Tujuh Paragraf Berbeda

1

Pernah suatu kali ketika duduk-duduk santai di rumah tiba-tiba kejatuhan cicak? Secara refleks, kita kemudian berpikir tentang “nasib sial” yang bakal menerpa. Sebelum terbenam oleh “ramalan nasib”, akhirnya kita terlempar lagi ke alam sadar –tapi sedikit membuaikan– kalau itu hanyalah cicak ngantuk.

2

Pernah suatu kali ketika kita jatuh sakit, kita tiba-tiba teringat bahwa kita pernah menyumpahi orang agar celaka.
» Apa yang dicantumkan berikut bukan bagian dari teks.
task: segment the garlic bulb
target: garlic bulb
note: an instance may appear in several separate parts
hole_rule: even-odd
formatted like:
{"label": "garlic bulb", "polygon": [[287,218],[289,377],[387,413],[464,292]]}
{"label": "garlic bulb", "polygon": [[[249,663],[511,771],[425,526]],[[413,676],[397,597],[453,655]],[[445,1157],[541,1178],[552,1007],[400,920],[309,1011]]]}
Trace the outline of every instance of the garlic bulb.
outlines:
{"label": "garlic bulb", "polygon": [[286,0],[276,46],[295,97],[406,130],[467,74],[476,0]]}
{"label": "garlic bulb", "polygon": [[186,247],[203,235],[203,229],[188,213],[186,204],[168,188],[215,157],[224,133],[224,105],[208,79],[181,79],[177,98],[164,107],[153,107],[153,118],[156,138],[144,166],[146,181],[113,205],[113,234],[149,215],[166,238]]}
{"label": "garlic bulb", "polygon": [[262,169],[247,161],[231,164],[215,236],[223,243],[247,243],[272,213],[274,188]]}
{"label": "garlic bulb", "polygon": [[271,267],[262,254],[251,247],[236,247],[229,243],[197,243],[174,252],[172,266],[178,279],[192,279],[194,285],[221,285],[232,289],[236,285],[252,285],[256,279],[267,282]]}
Kronologinya bermula: kita tidak salah apa-apa di jalan, kemudian didamprat habis-habisan hanya karena kurang kencang laju motor kita? Karena tersulut emosi, harapan jeleklah yang keluar. “Mungkin sumpah kita tidak nyampai, akhirnya kembali lagi…” kita berangan.

3

Dalam keadaan perut kosong, warung-warung tutup [karena suasana masih Lebaran], tiba-tiba ada teman membawa makanan besar. Alangkah senangnya kita! Di tengah mengunyah makan, kita teringat uang receh tiga ratus rupiah yang kita berikan kepada pengemis di pinggir jalan, tadi siang.

4

Kita tergagap bangun dari tidur. Dalam memori seperti bermimpi –namun hanya samar-samar– kita seperti buron yang dikejar-kejar polisi. Di mana pun tempat bersembunyi, seolah tidak ada yang samar. Meski kita tidak tahu apa sebabnya. “Ah, harus segera periksa ke dokter.” Kita menyusun rencana.

5

Suatu hari, kita menemukan sebuah batu berwarna putih bersih di pekarangan. “Barangkali ini berkhasiat sama seperti batu-batu penghilang alergi,” gumam kita. Akhirnya, kita menjadikan batu itu sebagai hadiah kepada salah seorang istri teman yang alergi. Hasilnya? Memang mujarab. Istri teman kita tidak alergi lagi berkat batu ajaib tadi.

6

Ketika membolak-balik koran Minggu, kita mendapati ramalan bintang. Meski tidak percaya akan ramalan, kita masih membaca sesuai dengan zodiak kita. “Ah, hanya sebagai selingan,” kita berkelit. Padahal, kita senyum-senyum mendapati “kabar baik” yang tertulis di sana.

7

Kita baru saja pulang dari majelis taklim yang membahas tentang riba. Dari situ kita tahu bahwa kredit sepeda motor dengan dua harga termasuk dilarang oleh agama. Padahal, sepada motor untuk mengaji selama ini juga hasil kredit. “Kalo riba mestinya tidak boleh?” kita disatu sisi. “Tapi ini kan untuk sarana ibadah juga?” kita di satu sisi.